Archegos’ collapse sent shockwaves across Wall Street and attracted regulatory scrutiny on three continents. Prosecutors have said Hwang and Halligan lied to banks to obtain billions of dollars that they used to artificially inflate the share prices of several publicly traded companies. The trial began in May.

Hwang, 60, has pleaded not guilty to one count of conspiracy to commit fraud, three counts of fraud and seven counts of market manipulation. Halligan, 47, has pleaded not guilty to one count of conspiracy to commit fraud and two counts of fraud. Halligan was Archegos' chief financial officer.

He now faces a maximum sentence of 20 years in prison for each of the charges he was convicted of, though any sentence will likely be far less and imposed by the judge based on a variety of factors.

when the charges were made Brought in 2022The US Justice Department described the case as an example of its commitment to holding accountable those who distort and defraud US financial markets.

Jurors heard closing arguments on Tuesday.

Diversity

The trial focused on the implosion of Hwang's family office Archegos, which led to $10 billion in losses for global banks and more than $100 billion in losses for shareholders of companies in its portfolio, according to prosecutors. Prosecutors said Hwang's actions damaged U.S. financial markets as well as ordinary investors, causing significant losses to banks, market participants and Archegos employees.

According to prosecutors, Hwang secretly amassed large stakes in a number of companies without owning any stock. Prosecutors said Hwang lied to banks about the size of Archegos’s derivatives positions in order to borrow billions of dollars, which he and his associates used to artificially inflate the underlying stocks.

Prosecutors accused Halligan of lying to the banks and enabling the criminal scheme.

During closing arguments, Assistant U.S. Attorney Andrew Thomas told jurors, “By 2021, the defendants’ lies and manipulations had ensnared nearly a dozen stocks and half of Wall Street in a $100 billion fraud, a fraud that collapsed in a matter of days.”

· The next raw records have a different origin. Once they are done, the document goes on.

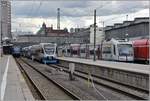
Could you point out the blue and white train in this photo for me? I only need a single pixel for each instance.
(44, 52)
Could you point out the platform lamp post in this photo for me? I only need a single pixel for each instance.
(1, 41)
(94, 58)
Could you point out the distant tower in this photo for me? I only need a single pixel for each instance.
(58, 18)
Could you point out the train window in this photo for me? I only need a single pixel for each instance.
(74, 52)
(114, 49)
(91, 52)
(125, 49)
(107, 50)
(42, 51)
(83, 50)
(68, 50)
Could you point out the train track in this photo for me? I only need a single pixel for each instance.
(136, 93)
(43, 96)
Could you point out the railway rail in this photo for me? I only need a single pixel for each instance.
(66, 94)
(134, 92)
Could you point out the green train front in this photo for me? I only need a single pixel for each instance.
(45, 53)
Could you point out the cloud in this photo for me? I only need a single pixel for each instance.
(75, 8)
(29, 15)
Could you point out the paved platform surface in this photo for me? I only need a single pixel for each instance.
(13, 85)
(139, 68)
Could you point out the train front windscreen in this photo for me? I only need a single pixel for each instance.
(125, 50)
(49, 49)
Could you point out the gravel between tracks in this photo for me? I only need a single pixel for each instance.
(47, 88)
(78, 87)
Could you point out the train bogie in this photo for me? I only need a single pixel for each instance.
(44, 52)
(141, 50)
(16, 51)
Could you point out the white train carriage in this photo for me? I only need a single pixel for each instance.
(45, 53)
(75, 50)
(119, 50)
(83, 51)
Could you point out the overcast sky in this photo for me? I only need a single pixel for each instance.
(29, 15)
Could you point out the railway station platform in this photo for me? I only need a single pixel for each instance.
(134, 75)
(13, 85)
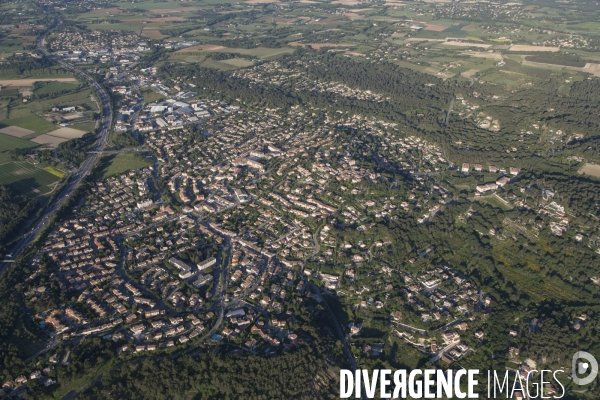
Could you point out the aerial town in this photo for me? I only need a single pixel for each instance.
(328, 185)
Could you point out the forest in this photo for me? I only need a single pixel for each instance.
(14, 210)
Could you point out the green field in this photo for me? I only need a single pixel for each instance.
(29, 115)
(8, 143)
(26, 178)
(122, 162)
(55, 87)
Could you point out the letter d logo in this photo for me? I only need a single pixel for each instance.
(581, 367)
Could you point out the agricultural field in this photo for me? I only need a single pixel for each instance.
(34, 115)
(8, 143)
(122, 162)
(27, 179)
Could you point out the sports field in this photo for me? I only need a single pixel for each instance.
(122, 162)
(8, 143)
(26, 178)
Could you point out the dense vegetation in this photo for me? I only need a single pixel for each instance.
(301, 374)
(14, 210)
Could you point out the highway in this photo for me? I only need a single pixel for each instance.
(75, 179)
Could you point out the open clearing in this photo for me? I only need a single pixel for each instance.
(526, 47)
(112, 10)
(590, 169)
(238, 62)
(16, 131)
(201, 47)
(48, 140)
(26, 178)
(122, 162)
(31, 81)
(67, 133)
(435, 28)
(467, 44)
(8, 143)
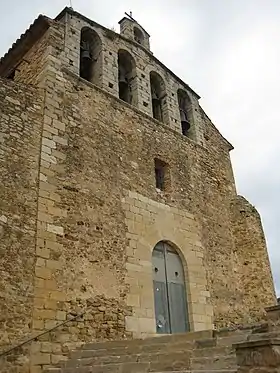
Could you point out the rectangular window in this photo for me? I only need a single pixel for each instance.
(160, 174)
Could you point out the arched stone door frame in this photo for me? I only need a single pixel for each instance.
(170, 289)
(149, 222)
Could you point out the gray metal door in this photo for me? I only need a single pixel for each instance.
(169, 290)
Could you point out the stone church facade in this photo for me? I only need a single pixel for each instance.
(118, 199)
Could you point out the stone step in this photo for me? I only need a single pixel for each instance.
(136, 349)
(213, 351)
(171, 338)
(214, 363)
(142, 358)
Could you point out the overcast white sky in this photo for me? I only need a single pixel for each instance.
(228, 51)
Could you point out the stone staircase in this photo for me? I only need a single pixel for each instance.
(197, 352)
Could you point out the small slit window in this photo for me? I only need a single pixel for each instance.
(161, 174)
(138, 36)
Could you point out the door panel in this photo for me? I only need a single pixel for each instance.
(160, 290)
(169, 291)
(176, 293)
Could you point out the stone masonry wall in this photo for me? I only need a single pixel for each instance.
(20, 132)
(93, 153)
(145, 63)
(250, 248)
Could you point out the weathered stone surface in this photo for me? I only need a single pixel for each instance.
(80, 211)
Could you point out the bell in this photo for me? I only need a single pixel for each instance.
(85, 55)
(122, 77)
(184, 122)
(154, 96)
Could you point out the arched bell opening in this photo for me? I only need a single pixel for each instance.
(90, 56)
(158, 93)
(185, 112)
(170, 297)
(127, 76)
(138, 35)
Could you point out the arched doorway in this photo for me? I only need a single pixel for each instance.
(169, 290)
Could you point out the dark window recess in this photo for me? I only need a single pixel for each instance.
(127, 73)
(11, 75)
(160, 174)
(185, 111)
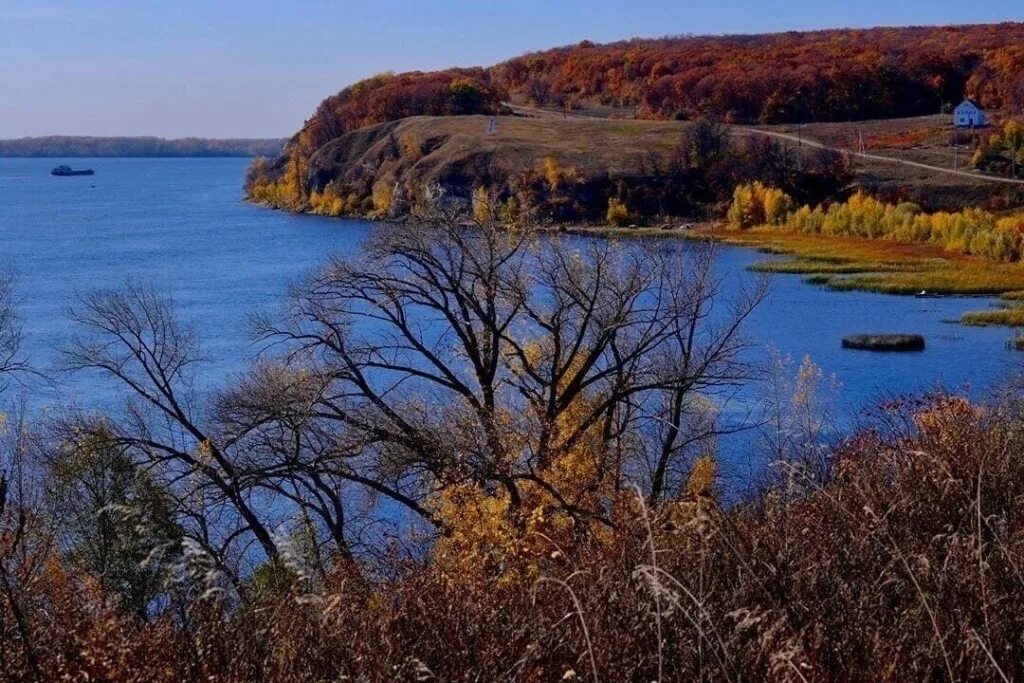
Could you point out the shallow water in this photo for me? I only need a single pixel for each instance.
(180, 223)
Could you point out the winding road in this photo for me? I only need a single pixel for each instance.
(890, 160)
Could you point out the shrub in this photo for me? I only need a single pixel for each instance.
(617, 214)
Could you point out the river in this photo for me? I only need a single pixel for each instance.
(181, 224)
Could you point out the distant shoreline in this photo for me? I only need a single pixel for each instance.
(53, 146)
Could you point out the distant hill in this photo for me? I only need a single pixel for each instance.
(346, 161)
(74, 145)
(838, 75)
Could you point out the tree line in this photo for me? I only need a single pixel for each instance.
(482, 453)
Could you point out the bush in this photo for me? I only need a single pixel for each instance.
(617, 214)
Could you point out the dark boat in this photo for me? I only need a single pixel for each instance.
(68, 170)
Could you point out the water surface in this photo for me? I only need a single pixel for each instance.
(180, 223)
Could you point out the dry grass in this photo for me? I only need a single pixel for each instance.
(876, 265)
(897, 557)
(433, 145)
(1010, 316)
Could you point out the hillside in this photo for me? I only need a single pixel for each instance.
(74, 145)
(562, 170)
(838, 75)
(351, 158)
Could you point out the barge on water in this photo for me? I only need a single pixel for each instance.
(68, 170)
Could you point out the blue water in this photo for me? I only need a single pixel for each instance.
(180, 223)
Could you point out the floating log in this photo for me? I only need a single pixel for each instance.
(885, 342)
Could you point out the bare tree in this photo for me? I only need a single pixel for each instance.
(134, 337)
(448, 353)
(11, 336)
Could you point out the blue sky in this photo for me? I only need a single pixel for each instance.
(255, 68)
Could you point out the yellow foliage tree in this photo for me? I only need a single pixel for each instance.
(756, 204)
(491, 539)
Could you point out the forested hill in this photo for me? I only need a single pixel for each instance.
(836, 75)
(68, 145)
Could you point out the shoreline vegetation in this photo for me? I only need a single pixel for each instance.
(466, 457)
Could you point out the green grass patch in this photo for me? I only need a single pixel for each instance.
(1012, 316)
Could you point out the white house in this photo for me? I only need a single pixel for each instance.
(969, 115)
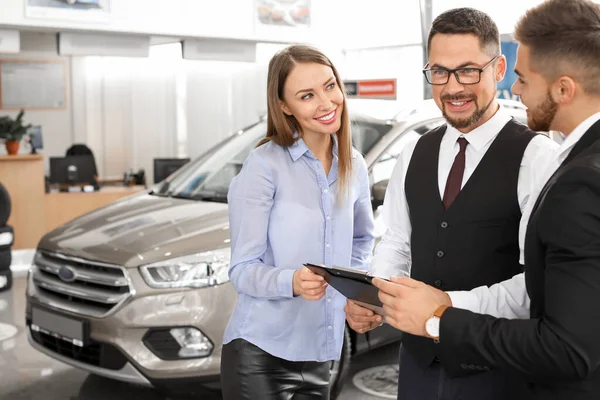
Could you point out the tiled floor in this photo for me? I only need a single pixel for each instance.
(26, 374)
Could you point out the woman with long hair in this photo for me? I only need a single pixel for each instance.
(302, 196)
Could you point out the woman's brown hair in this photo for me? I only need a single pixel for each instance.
(281, 127)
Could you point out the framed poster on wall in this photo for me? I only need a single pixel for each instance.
(75, 10)
(37, 85)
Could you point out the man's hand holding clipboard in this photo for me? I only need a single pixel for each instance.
(363, 309)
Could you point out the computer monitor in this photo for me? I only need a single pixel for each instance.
(163, 167)
(35, 138)
(72, 170)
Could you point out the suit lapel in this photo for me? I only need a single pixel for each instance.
(586, 141)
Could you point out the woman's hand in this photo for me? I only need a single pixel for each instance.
(308, 284)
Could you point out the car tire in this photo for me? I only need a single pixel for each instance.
(5, 280)
(4, 205)
(339, 369)
(5, 260)
(7, 237)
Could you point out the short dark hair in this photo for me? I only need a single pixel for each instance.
(468, 21)
(563, 37)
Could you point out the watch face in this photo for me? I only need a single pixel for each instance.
(432, 327)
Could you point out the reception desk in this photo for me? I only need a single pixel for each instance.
(35, 212)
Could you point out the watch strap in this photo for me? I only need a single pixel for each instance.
(440, 310)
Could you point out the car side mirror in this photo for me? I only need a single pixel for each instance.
(378, 193)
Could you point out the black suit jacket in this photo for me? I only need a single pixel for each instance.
(558, 349)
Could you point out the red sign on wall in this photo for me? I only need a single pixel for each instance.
(371, 89)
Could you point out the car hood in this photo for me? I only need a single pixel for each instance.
(142, 229)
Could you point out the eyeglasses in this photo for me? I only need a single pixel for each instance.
(465, 76)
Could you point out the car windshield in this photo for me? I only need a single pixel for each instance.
(208, 177)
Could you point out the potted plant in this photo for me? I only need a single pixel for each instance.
(12, 131)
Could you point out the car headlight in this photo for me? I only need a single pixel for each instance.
(196, 270)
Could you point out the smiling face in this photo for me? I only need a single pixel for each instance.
(313, 96)
(534, 91)
(465, 106)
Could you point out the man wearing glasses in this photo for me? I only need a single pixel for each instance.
(455, 203)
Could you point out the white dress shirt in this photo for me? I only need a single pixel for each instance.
(509, 299)
(392, 255)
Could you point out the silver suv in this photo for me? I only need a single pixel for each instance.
(138, 290)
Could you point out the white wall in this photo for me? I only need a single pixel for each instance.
(231, 18)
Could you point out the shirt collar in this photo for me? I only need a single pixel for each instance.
(299, 148)
(479, 137)
(572, 139)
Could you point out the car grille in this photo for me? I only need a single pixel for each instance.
(94, 353)
(94, 289)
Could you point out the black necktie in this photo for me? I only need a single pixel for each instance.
(454, 182)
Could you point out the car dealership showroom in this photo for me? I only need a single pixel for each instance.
(141, 157)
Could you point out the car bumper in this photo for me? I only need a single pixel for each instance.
(124, 329)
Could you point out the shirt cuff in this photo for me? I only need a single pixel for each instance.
(285, 285)
(465, 300)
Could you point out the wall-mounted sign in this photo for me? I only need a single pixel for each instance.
(33, 84)
(76, 10)
(371, 89)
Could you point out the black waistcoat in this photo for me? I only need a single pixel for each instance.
(474, 242)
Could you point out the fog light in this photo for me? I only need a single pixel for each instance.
(193, 343)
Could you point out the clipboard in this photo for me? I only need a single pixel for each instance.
(355, 285)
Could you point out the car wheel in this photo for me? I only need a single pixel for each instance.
(339, 369)
(4, 205)
(5, 260)
(5, 280)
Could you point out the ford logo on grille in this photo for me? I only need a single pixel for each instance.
(66, 274)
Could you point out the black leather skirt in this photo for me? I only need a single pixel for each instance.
(249, 373)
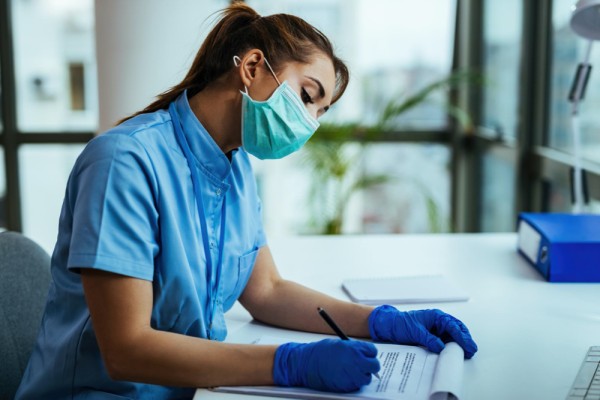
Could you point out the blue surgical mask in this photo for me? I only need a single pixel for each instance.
(278, 126)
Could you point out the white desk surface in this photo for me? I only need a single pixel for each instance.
(532, 335)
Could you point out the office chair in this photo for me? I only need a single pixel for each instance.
(24, 283)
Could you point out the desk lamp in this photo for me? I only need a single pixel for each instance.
(585, 22)
(566, 247)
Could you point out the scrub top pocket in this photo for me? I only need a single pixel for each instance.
(245, 266)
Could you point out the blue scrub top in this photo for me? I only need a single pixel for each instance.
(130, 209)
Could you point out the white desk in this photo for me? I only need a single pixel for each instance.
(532, 335)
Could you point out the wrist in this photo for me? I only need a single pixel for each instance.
(381, 322)
(281, 364)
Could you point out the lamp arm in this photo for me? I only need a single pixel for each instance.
(575, 96)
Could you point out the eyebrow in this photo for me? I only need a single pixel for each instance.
(321, 89)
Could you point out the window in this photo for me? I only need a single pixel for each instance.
(49, 108)
(501, 66)
(55, 65)
(3, 222)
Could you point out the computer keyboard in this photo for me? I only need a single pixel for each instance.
(587, 381)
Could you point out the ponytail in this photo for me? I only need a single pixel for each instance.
(282, 37)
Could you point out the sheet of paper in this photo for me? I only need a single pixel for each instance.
(403, 290)
(407, 373)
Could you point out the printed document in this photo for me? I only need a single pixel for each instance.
(407, 373)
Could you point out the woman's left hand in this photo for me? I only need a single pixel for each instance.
(429, 328)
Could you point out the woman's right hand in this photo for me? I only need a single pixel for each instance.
(329, 365)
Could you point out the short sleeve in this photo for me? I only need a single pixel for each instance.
(261, 237)
(112, 197)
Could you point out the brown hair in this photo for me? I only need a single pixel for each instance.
(282, 37)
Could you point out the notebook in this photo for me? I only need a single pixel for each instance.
(404, 290)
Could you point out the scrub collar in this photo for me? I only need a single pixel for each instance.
(203, 147)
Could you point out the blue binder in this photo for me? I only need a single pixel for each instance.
(562, 247)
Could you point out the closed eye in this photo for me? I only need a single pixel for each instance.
(306, 97)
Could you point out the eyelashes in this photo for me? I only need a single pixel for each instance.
(306, 97)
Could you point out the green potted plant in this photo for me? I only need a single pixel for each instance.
(334, 157)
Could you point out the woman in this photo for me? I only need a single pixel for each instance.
(160, 233)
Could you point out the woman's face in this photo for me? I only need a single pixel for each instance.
(314, 82)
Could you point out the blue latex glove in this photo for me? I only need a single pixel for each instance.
(429, 328)
(330, 365)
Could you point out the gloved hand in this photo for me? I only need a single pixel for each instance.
(429, 328)
(330, 365)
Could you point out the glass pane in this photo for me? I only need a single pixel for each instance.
(405, 188)
(568, 50)
(2, 191)
(44, 170)
(498, 192)
(501, 59)
(55, 65)
(391, 49)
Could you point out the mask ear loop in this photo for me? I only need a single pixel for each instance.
(273, 72)
(237, 61)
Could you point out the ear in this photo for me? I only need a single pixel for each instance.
(249, 66)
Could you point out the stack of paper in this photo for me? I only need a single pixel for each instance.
(404, 290)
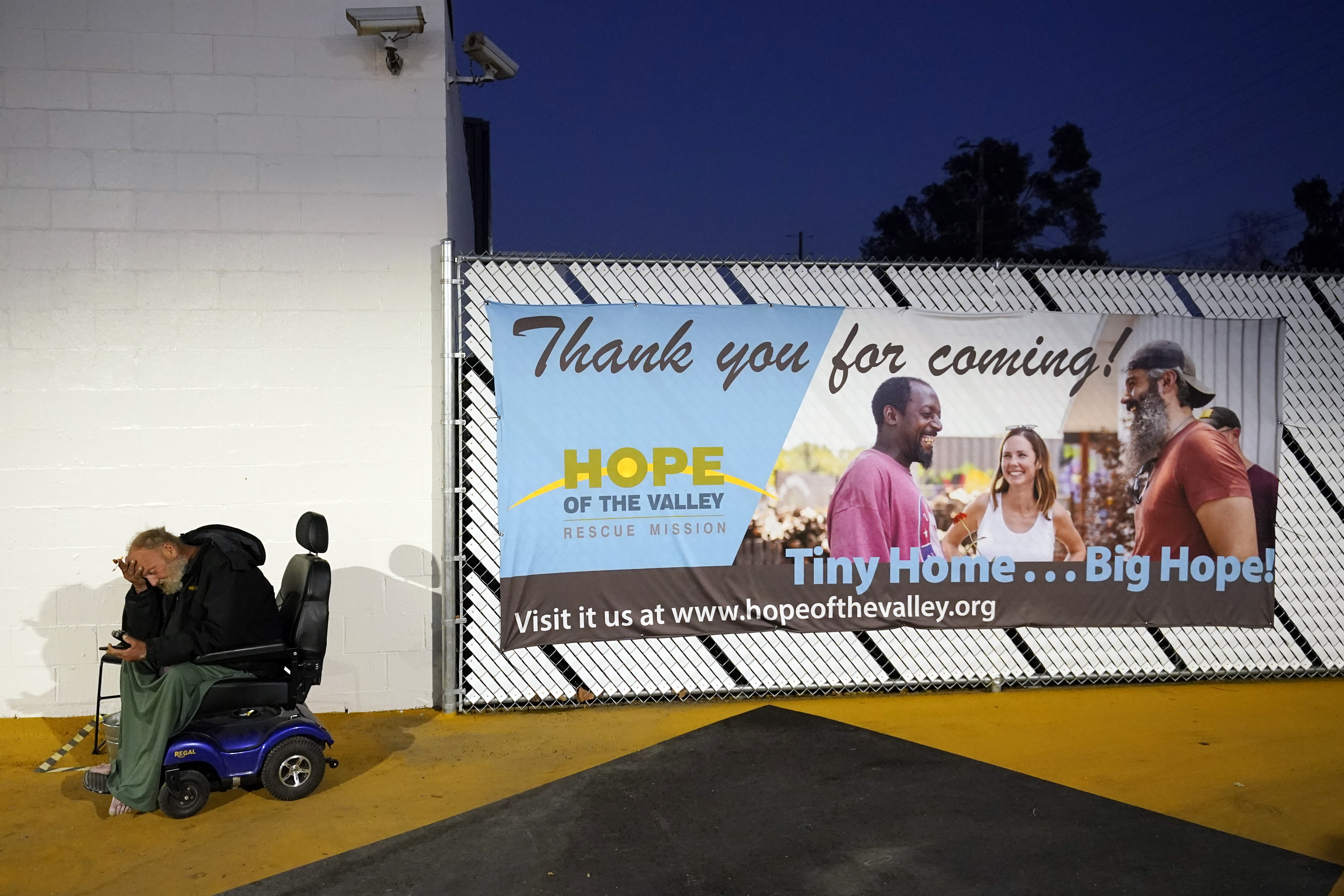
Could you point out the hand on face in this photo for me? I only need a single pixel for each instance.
(133, 573)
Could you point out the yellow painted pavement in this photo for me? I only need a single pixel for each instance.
(1179, 750)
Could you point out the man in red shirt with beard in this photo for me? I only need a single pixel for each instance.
(1190, 484)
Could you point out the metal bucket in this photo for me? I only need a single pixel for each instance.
(112, 734)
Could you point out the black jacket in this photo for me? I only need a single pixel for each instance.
(225, 602)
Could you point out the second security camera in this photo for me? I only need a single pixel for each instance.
(491, 58)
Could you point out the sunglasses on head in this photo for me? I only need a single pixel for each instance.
(1140, 483)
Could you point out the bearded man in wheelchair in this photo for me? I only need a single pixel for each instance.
(191, 596)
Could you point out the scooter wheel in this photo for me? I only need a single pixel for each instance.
(193, 793)
(293, 769)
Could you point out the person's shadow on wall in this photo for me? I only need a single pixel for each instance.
(56, 656)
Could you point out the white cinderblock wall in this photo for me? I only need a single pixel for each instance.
(218, 228)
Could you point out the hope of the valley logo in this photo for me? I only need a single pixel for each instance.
(628, 468)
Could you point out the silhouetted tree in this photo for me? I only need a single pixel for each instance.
(1322, 246)
(1253, 244)
(991, 186)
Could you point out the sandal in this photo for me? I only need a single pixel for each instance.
(96, 782)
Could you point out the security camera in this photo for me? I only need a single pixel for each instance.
(495, 61)
(393, 23)
(400, 21)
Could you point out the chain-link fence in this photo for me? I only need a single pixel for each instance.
(1308, 637)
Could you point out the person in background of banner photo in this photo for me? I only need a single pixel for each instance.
(1190, 485)
(1264, 484)
(1018, 516)
(877, 504)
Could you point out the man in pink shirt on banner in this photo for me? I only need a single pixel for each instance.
(877, 504)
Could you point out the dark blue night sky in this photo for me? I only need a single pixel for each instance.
(718, 128)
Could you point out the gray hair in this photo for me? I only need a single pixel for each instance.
(155, 540)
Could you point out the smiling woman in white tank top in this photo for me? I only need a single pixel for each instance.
(1018, 516)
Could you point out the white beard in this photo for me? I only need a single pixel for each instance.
(171, 584)
(1147, 432)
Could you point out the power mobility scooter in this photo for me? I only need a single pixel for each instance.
(257, 733)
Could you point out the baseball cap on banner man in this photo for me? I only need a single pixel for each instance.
(1166, 355)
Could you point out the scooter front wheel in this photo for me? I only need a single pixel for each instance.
(193, 793)
(293, 769)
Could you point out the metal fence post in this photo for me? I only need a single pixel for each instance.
(451, 571)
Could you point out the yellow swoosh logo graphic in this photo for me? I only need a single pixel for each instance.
(552, 487)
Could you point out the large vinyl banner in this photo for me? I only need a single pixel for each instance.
(681, 471)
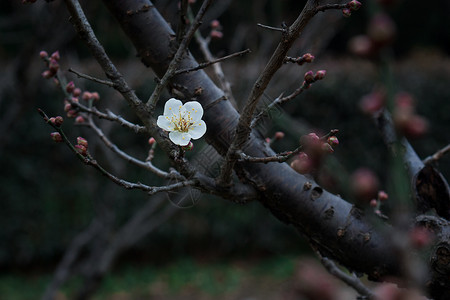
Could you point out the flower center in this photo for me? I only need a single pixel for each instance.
(182, 123)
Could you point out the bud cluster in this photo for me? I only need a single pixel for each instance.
(82, 146)
(216, 30)
(350, 7)
(52, 62)
(314, 150)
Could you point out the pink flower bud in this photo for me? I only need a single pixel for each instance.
(382, 196)
(320, 74)
(70, 87)
(67, 107)
(216, 35)
(86, 96)
(76, 92)
(81, 149)
(56, 136)
(333, 141)
(53, 65)
(309, 77)
(72, 113)
(82, 141)
(215, 24)
(354, 5)
(95, 96)
(346, 12)
(279, 135)
(79, 120)
(43, 54)
(308, 57)
(188, 147)
(55, 55)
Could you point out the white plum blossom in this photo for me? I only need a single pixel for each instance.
(183, 122)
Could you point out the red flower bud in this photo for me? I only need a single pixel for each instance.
(279, 135)
(76, 92)
(382, 196)
(43, 54)
(309, 77)
(81, 149)
(216, 35)
(55, 55)
(72, 113)
(70, 87)
(56, 136)
(58, 121)
(67, 107)
(320, 74)
(82, 141)
(188, 147)
(86, 96)
(53, 65)
(79, 120)
(327, 148)
(354, 5)
(347, 12)
(215, 24)
(308, 57)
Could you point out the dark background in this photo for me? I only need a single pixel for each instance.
(47, 195)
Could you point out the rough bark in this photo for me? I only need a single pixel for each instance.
(334, 226)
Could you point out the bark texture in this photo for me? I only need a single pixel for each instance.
(334, 226)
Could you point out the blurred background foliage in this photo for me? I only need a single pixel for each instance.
(47, 195)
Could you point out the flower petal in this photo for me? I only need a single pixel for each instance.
(172, 106)
(194, 109)
(197, 130)
(165, 123)
(180, 138)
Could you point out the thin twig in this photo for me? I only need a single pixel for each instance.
(351, 281)
(272, 28)
(211, 62)
(218, 72)
(151, 103)
(280, 157)
(101, 81)
(437, 156)
(331, 6)
(143, 164)
(90, 161)
(243, 128)
(85, 32)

Hwang’s defense team called the indictment the “most aggressive open market manipulation case” ever brought by U.S. prosecutors. Hwang’s attorney Barry Burke told jurors in his closing argument that prosecutors had criminalized aggressive but legal trading methods.

Archegos' chief trader William Tomita and chief risk officer Scott Baker testified as prosecution witnesses after pleading guilty to related charges and agreeing to cooperate in the case.

According to the U.S. Attorney’s Office for the Southern District of New York, which filed the case, Hwang’s position far outweighed that of the companies’ biggest investors, sending share prices soaring.At its peak, prosecutors said Archegos had $36 billion in assets and $160 billion in equity investments.

When stock prices fell in March 2021, the banks demanded additional deposits, which Archegos couldn’t provide.The banks then sold the stock backing Hwang’s swaps, wiping out a reported $100 billion in value for shareholders and billions for the banks, including $5.5 billion for Credit Suisse, now part of UBS, and $2.9 billion for Nomura Holdings.